Of course, this slowdown isn’t completely attributable to the tighter lending environment.  Other factors are at play such as relatively neutral levels of consumer confidence, higher supply in some markets and a reduction of demand from foreign buyers as well as domestic investors. These factors vary considerably from city to city. 

Overall, the February housing market results marked a subtle improvement in the rate of decline, however, the housing market downturn is now more widespread geographically and we aren’t seeing any indicators pointing to the market bottoming out just yet.

The long-running reduction in investment lending has understandably impacted the Sydney and Melbourne housing markets more than others, considering investment activity was heavily concentrated in these cities, however the reduction in owner occupier credit explains a lot about the broader softening in housing market conditions more recently.

Stricter lending standards are a logical outcome following the Royal Commission and we are likely in the early phases of a ‘new normal’ for mortgage lending where borrowers will face closer scrutiny around their expenses and ability to service a loan and conversion rates on loan applications are likely to remain lower than they have been over prior years. 

While credit availability seems to be the key driver of slowing conditions, other factors are also at play.

Supply levels are elevated in some areas, especially in the high rise unit sector.  Although construction activity has recently moved through unprecedented peaks, concerns remain around specific high-density precincts, and to a lesser extent, some greenfield detached housing markets.

Advertised stock levels are also elevated in many cities.  The number of properties advertised for sale has been consistently rising due to fewer buyers and longer selling times. Despite the surge in inventory, ‘fresh’ stock being added to the market was down 19% relative to last year, highlighting that vendor confidence is low. Buyers are firmly in the driver’s seat and in a good position to take advantage of the strong buying position. 

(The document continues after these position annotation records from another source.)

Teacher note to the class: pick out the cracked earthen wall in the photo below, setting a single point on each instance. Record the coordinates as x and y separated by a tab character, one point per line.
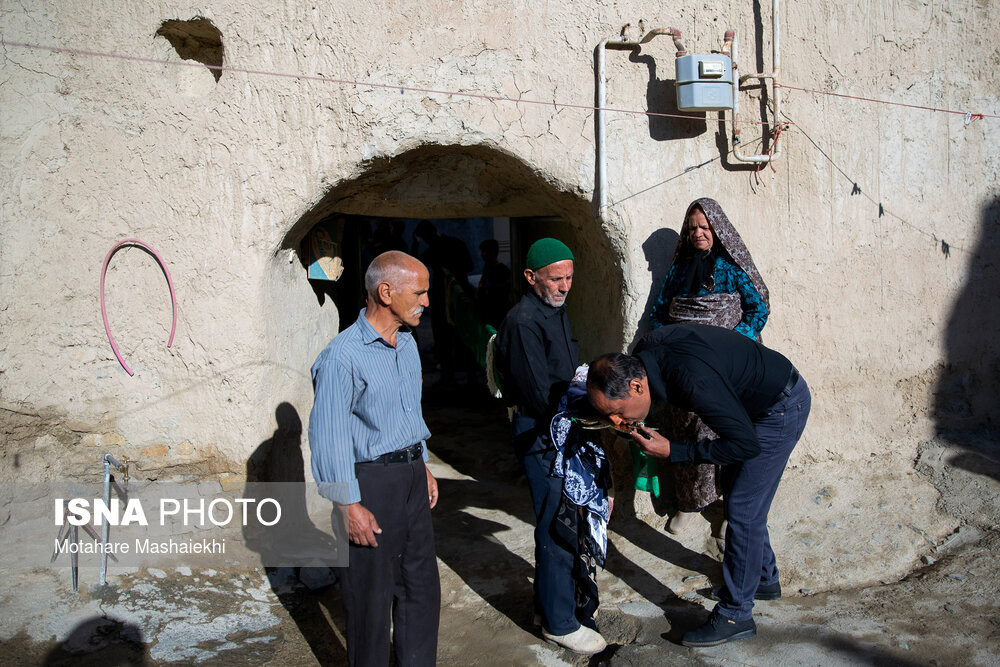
222	174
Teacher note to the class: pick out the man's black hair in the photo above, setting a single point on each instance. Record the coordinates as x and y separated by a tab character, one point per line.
611	373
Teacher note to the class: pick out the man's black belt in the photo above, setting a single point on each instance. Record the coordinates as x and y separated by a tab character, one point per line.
792	379
411	453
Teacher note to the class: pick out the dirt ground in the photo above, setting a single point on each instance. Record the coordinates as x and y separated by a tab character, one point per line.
945	613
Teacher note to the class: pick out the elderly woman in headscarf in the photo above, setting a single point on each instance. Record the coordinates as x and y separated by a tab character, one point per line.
711	280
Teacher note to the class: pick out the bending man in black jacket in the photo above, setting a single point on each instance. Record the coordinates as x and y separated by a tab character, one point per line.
756	402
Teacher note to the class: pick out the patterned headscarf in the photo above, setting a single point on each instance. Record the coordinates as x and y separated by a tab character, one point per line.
726	234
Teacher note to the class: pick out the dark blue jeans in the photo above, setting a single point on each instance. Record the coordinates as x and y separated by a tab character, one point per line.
398	579
555	588
748	489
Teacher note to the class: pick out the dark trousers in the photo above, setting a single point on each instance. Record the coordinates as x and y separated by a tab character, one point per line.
555	587
748	489
398	578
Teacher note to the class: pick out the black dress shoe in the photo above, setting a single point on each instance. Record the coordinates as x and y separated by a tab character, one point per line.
764	592
720	630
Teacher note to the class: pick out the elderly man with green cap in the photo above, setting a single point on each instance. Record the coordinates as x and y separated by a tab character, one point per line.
536	358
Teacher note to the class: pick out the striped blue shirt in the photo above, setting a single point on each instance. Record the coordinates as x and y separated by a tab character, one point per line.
367	404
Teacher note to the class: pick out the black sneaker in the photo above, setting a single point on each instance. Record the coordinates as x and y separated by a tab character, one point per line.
719	630
764	592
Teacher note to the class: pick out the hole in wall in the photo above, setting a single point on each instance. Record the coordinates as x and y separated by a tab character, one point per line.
196	39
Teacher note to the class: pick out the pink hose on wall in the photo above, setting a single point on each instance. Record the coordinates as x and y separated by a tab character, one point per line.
104	312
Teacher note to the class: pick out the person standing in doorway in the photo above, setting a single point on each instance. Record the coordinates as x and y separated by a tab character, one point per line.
756	403
493	293
368	440
536	360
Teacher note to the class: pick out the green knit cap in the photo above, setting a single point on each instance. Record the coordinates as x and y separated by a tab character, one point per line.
547	251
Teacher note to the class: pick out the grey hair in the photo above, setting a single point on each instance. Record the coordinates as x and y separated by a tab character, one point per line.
390	267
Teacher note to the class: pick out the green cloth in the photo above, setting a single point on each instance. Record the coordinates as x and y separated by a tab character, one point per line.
644	471
473	333
546	251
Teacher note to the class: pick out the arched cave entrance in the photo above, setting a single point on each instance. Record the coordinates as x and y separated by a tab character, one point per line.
471	193
474	193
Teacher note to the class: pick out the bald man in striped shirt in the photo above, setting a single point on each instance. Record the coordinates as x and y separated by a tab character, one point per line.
368	441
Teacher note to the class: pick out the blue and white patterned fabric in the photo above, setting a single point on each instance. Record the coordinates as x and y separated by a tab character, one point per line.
581	462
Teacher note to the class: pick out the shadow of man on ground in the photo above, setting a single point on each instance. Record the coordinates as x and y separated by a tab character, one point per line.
100	641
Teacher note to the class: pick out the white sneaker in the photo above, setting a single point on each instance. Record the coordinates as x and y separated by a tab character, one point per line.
583	640
680	522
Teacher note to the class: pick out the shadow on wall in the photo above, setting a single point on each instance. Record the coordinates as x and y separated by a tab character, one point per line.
101	641
658	250
966	410
305	592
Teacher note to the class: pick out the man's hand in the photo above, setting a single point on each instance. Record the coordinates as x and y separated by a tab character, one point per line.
431	488
651	443
361	525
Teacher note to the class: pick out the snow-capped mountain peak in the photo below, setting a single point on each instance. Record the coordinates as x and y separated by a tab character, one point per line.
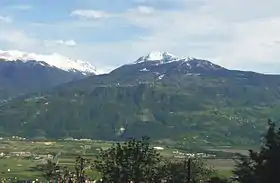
54	60
162	57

From a demand perspective, foreign buyers are a much smaller component of housing activity.  FIRB data shows residential dwelling approvals for foreign buyers are down more than 70% since moving through the highs of 2015/16.  The reduction in foreign buying activity is likely to have a greater impact within the high-rise apartment sector where activity was previously most concentrated.  Not to mention the fact that new developments can now only sell 50% of units offshore whereas previously 100% could be sold offshore

Another factor working to dampen housing market conditions is the consumer mindset.  The consumer sentiment survey from Westpac and the Melbourne Institute has consistently highlighted a pessimistic view from consumers around their expectations for house prices, which is likely to be another factor reducing market demand. The federal election and the potential for changes to taxation policy is probably also weighing on consumer attitudes.

Helping to offset these headwinds are mortgage rates, which are still tracking around the lowest level since the 1960’s.  Further cuts to the cash rate are looking like a growing possibility, however its uncertain how much stimulus lower rates may provide to the housing sector considering the tight servicing criteria and higher funding costs from lenders which would likely prevent any cuts being passed on in full.

With dwelling values expected to fall further, the attention now turns to what impact this could have on future household consumption, which accounts for around 60% of the economy.  If households reduce their spending as the wealth effect moves into to reverse, then interest rate cuts or other policy intervention could become more likely.